I read about the pij need to mate for life and tried to find one for him. Living in regional Australia this proved very difficult and it took nearly a year till a beautiful young lady bird self-rescued and ultimately ended up with us. Poor little Snow had been doing tough as well before she came to us but is now much better.
After quarantine, it was love at first sight but accommodations were not ideal. 
Irie as a single bird had flown in the bathroom all day and been wheeled around with me in his parrot cage at night - he never took to flight pants unfortunately.
I wanted the happy couple to have the best of both worlds - being warm and feeling safe at night, plus the interaction with me they're used to and the lovely sunshine and river views from my verandah.

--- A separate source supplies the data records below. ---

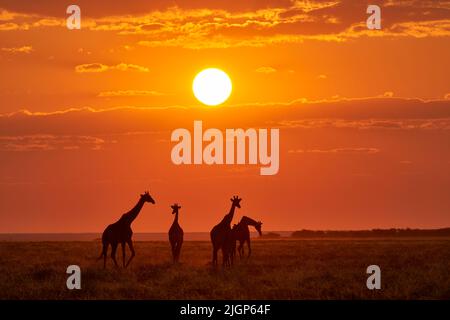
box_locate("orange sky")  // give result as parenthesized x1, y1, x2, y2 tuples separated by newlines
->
(0, 0, 449, 232)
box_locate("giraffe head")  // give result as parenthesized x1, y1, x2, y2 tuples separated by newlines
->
(255, 221, 263, 236)
(171, 203, 181, 214)
(141, 191, 155, 204)
(230, 195, 242, 209)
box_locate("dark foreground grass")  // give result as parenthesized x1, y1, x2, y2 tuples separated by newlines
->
(0, 239, 449, 299)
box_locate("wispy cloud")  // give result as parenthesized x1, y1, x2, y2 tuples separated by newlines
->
(1, 45, 33, 53)
(255, 66, 277, 74)
(0, 22, 20, 31)
(278, 119, 450, 130)
(113, 63, 149, 72)
(289, 147, 381, 154)
(75, 63, 110, 73)
(292, 1, 340, 12)
(98, 90, 165, 97)
(0, 135, 105, 152)
(75, 63, 150, 73)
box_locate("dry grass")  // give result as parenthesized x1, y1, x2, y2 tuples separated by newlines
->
(0, 239, 449, 299)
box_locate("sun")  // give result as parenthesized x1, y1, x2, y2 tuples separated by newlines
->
(193, 68, 232, 106)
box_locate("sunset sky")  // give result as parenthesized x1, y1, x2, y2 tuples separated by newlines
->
(0, 0, 449, 233)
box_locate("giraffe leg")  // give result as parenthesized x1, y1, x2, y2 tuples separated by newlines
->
(170, 240, 176, 263)
(212, 246, 218, 267)
(247, 240, 251, 258)
(103, 242, 109, 269)
(125, 240, 135, 268)
(172, 241, 178, 263)
(176, 241, 183, 263)
(110, 243, 118, 267)
(238, 241, 244, 259)
(222, 248, 230, 267)
(229, 247, 234, 266)
(121, 242, 126, 267)
(222, 249, 227, 267)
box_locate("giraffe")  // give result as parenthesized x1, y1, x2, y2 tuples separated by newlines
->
(168, 203, 184, 263)
(234, 216, 262, 259)
(222, 223, 238, 267)
(98, 191, 155, 268)
(210, 195, 242, 267)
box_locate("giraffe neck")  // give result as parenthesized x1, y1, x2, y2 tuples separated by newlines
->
(240, 216, 258, 227)
(124, 198, 145, 225)
(173, 211, 179, 225)
(223, 204, 236, 225)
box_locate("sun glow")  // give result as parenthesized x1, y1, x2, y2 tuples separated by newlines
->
(193, 68, 232, 106)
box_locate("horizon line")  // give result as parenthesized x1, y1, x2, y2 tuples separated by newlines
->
(2, 227, 450, 235)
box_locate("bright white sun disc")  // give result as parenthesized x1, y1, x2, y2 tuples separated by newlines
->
(193, 68, 232, 106)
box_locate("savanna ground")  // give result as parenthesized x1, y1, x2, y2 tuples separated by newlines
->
(0, 239, 449, 300)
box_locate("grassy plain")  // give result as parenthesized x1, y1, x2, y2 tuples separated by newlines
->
(0, 239, 449, 299)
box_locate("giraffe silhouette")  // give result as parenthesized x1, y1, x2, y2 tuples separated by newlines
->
(210, 196, 241, 267)
(168, 203, 184, 263)
(222, 223, 238, 267)
(234, 216, 262, 259)
(98, 191, 155, 268)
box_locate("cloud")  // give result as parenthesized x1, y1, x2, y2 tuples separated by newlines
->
(0, 9, 16, 21)
(0, 10, 64, 31)
(383, 1, 446, 10)
(317, 74, 327, 79)
(1, 2, 449, 48)
(0, 135, 105, 152)
(0, 9, 29, 22)
(0, 97, 449, 138)
(113, 63, 149, 72)
(445, 93, 450, 100)
(75, 63, 149, 73)
(1, 45, 33, 53)
(289, 147, 381, 154)
(386, 20, 450, 38)
(74, 63, 109, 73)
(98, 90, 165, 97)
(255, 66, 277, 73)
(291, 0, 339, 12)
(0, 22, 20, 31)
(278, 118, 450, 130)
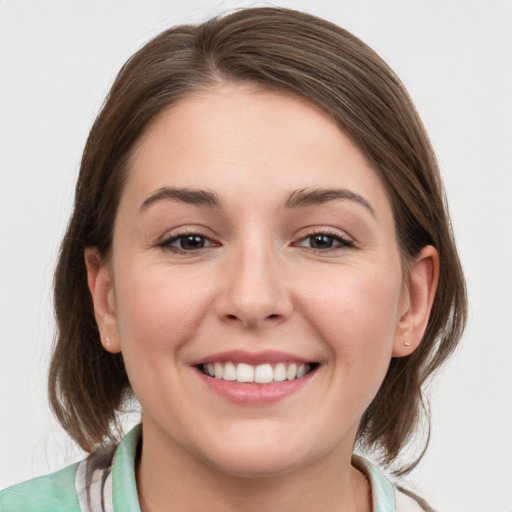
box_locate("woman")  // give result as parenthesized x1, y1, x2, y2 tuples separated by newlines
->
(0, 7, 466, 512)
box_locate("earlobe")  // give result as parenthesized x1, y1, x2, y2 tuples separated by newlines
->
(84, 248, 121, 353)
(392, 245, 439, 357)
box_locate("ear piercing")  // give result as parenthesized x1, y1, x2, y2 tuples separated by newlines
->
(403, 341, 411, 347)
(106, 336, 111, 346)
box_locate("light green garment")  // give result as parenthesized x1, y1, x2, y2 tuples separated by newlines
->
(0, 426, 140, 512)
(0, 425, 416, 512)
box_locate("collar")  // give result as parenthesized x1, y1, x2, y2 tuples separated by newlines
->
(111, 424, 141, 511)
(353, 454, 397, 512)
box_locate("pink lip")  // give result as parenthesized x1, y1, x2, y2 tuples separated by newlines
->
(195, 367, 315, 404)
(190, 349, 313, 366)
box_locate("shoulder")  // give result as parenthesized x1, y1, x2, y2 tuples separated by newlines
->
(0, 425, 141, 512)
(0, 463, 81, 512)
(353, 454, 437, 512)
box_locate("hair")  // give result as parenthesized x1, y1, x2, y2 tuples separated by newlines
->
(49, 7, 466, 474)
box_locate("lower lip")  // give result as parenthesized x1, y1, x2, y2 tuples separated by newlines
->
(195, 368, 315, 404)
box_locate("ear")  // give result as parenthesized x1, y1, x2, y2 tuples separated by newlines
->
(392, 245, 440, 357)
(84, 247, 121, 353)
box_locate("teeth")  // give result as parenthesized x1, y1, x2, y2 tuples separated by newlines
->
(254, 363, 273, 384)
(297, 364, 307, 378)
(274, 363, 287, 382)
(223, 362, 237, 381)
(286, 363, 297, 381)
(214, 362, 223, 379)
(236, 363, 254, 383)
(202, 361, 313, 384)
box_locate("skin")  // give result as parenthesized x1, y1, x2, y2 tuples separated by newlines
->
(86, 84, 438, 512)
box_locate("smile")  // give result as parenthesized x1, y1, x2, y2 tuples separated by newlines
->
(200, 362, 318, 384)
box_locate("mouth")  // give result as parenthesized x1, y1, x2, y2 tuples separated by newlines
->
(197, 361, 319, 384)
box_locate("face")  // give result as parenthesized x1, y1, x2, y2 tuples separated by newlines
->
(88, 84, 434, 478)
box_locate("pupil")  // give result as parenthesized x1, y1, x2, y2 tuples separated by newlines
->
(181, 235, 204, 250)
(312, 234, 333, 249)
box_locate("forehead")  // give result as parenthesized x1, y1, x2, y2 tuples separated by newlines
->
(123, 84, 391, 217)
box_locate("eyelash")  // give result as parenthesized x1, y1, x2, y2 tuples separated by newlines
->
(159, 231, 218, 253)
(158, 230, 355, 254)
(294, 230, 355, 252)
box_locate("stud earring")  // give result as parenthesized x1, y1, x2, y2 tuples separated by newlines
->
(404, 341, 411, 347)
(106, 336, 111, 346)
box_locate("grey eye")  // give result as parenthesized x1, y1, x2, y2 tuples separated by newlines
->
(161, 233, 215, 252)
(297, 233, 352, 250)
(308, 234, 336, 249)
(178, 235, 207, 250)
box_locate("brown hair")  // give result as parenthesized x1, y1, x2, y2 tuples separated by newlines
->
(49, 7, 466, 474)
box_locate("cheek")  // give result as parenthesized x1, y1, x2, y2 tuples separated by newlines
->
(113, 264, 214, 358)
(111, 264, 218, 418)
(300, 264, 402, 365)
(306, 268, 403, 418)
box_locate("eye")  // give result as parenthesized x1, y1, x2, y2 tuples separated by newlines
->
(160, 233, 216, 252)
(296, 232, 354, 250)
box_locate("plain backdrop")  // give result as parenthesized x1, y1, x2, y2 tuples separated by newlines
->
(1, 1, 511, 511)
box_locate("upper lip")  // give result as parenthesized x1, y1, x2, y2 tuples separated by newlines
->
(190, 350, 314, 366)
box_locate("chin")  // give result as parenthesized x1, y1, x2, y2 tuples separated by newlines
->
(207, 451, 306, 479)
(196, 434, 321, 479)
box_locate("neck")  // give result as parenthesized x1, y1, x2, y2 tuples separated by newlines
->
(136, 426, 371, 512)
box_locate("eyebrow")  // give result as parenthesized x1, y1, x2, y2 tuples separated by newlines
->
(140, 186, 375, 216)
(140, 187, 221, 211)
(284, 188, 375, 216)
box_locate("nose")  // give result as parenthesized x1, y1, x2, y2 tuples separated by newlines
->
(215, 241, 294, 329)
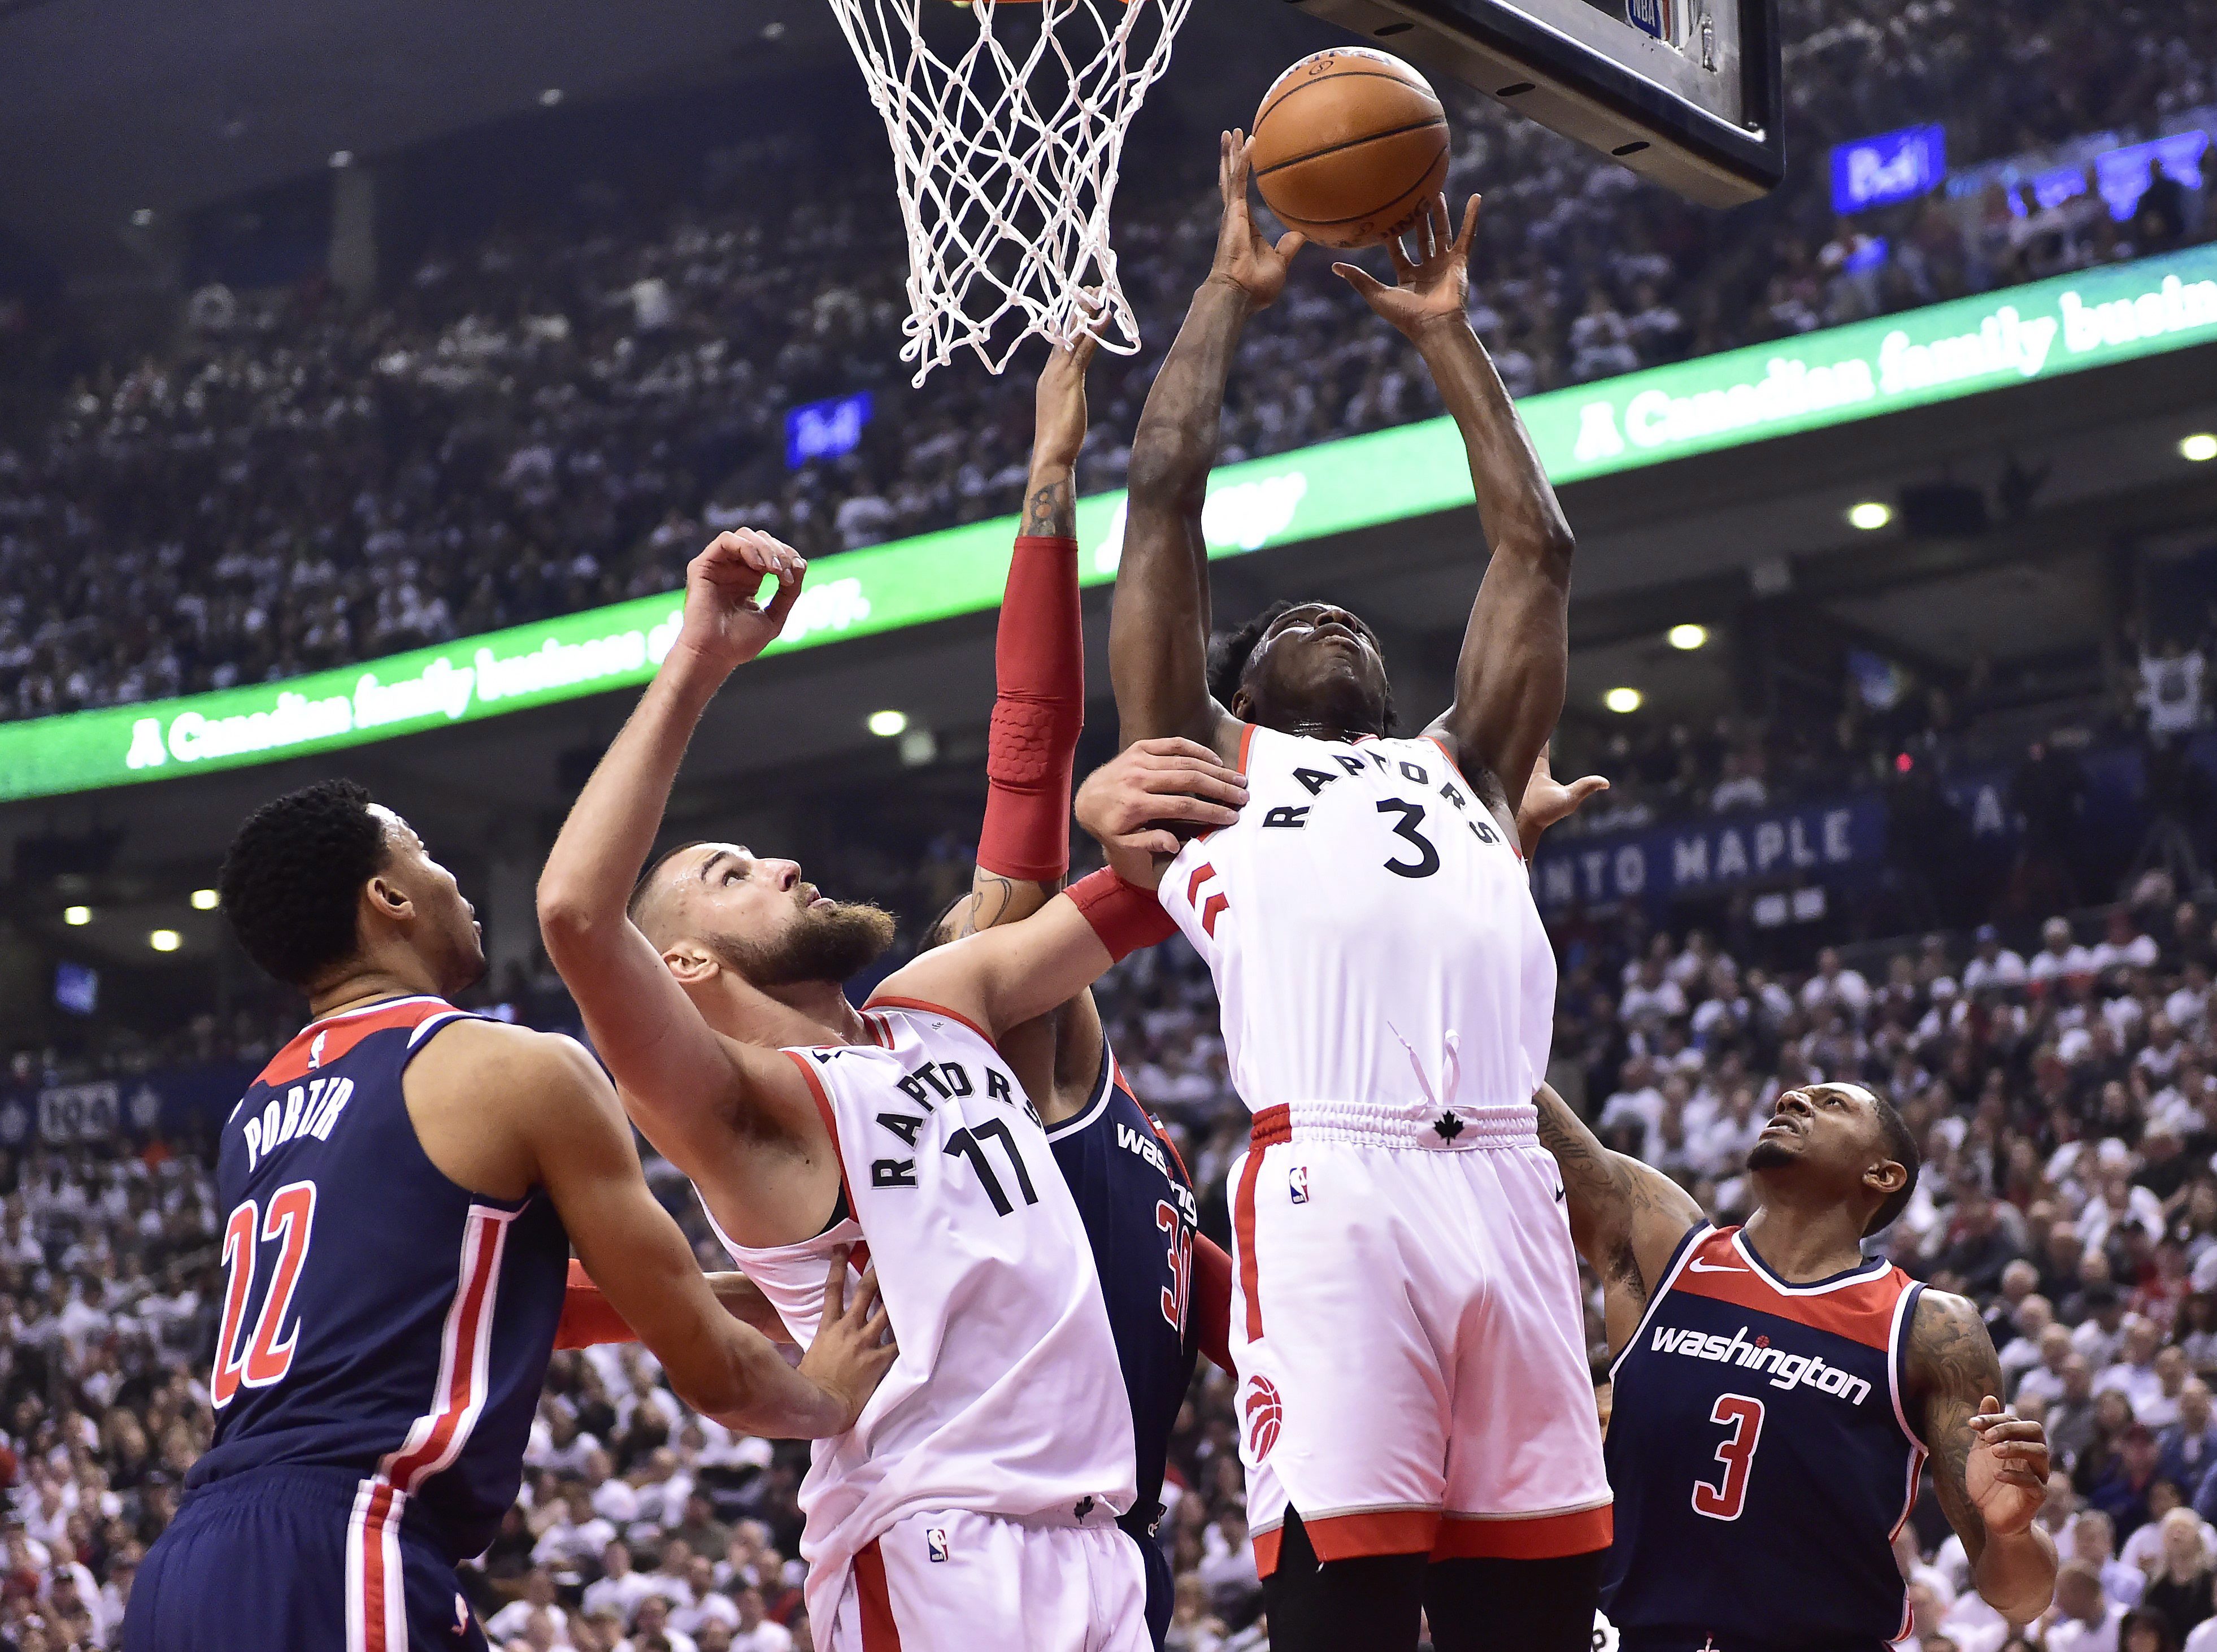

So with the help of a local carpenter I designed a custom aviary that I can wheel their parrot cage (with custom nesting box) into. I then open the cage door and they can enjoy their 'day room'. This is our first day with the new aviary. They are absolutely loving it and I finally feel I've been able to give them the best life I could


----------



## Ananth_Tvli (Jun 26, 2014)

That's a great thing to do. These creatures are so lovely that they captivate us. Appreciate you for all the wonderful care that you have given them. Have a great time with your pets...... sorry children


----------



## Iris' Mum (Aug 30, 2013)

Thanks Ananth, they've certainly brought a great deal of joy to my life and it's very gratifying to see how happy they are in their new home


----------



## Jay3 (May 4, 2008)

Here is a better look at your new aviary. Looks great. I think they'll love it.
Is there always a bit of shade in it for them if they get warm?


----------



## spirit wings (Mar 29, 2008)

very nice and thoughtful. good job!


----------



## Ananth_Tvli (Jun 26, 2014)

Pictures convey thousands of meanings. Simple yet brilliant piece of work.


----------



## Iris' Mum (Aug 30, 2013)

Thank you  Yes Jay3 the home base cage is always in shade because of the wooden door. I've also bought a retractable shade to put up in summer if needed but from what I remember about the direction of the sun and how early the top half of the aviary is in shade from the awning above I don't think we'll need it. They're certainly enjoying it and as 'indoor' birds I suspect they're glad to come in by night-time, they're always very quiet and a bit tuckered out. They're up nice and high on the verandah so there's a lot for them to see during the day. They're loving bathing and sunbathing as well!! I'm really enjoying having them to hang out with out there as well.


----------



## Jay3 (May 4, 2008)

Very good job!


----------



## Iris' Mum (Aug 30, 2013)

Thanks very much, that means a lot  I knew absolutely nothing about pigeons when I met Irie so it's been a steep learning curve but very rewarding!


----------



## Iris' Mum (Aug 30, 2013)

*Barbary doves and Pigeons?*

I have a new rescue, a Barbary dove. He's on quarantine at the moment but wondering if any there's chance of him being able to join Iris and Snow in the day aviary later on? Both Snow and Iris and exceptionally gentle birds. I realise they would need to meet in neutral territory first, what's the likelihood of doves and pigeons co-habitating, especially when the pigeons are mated?


----------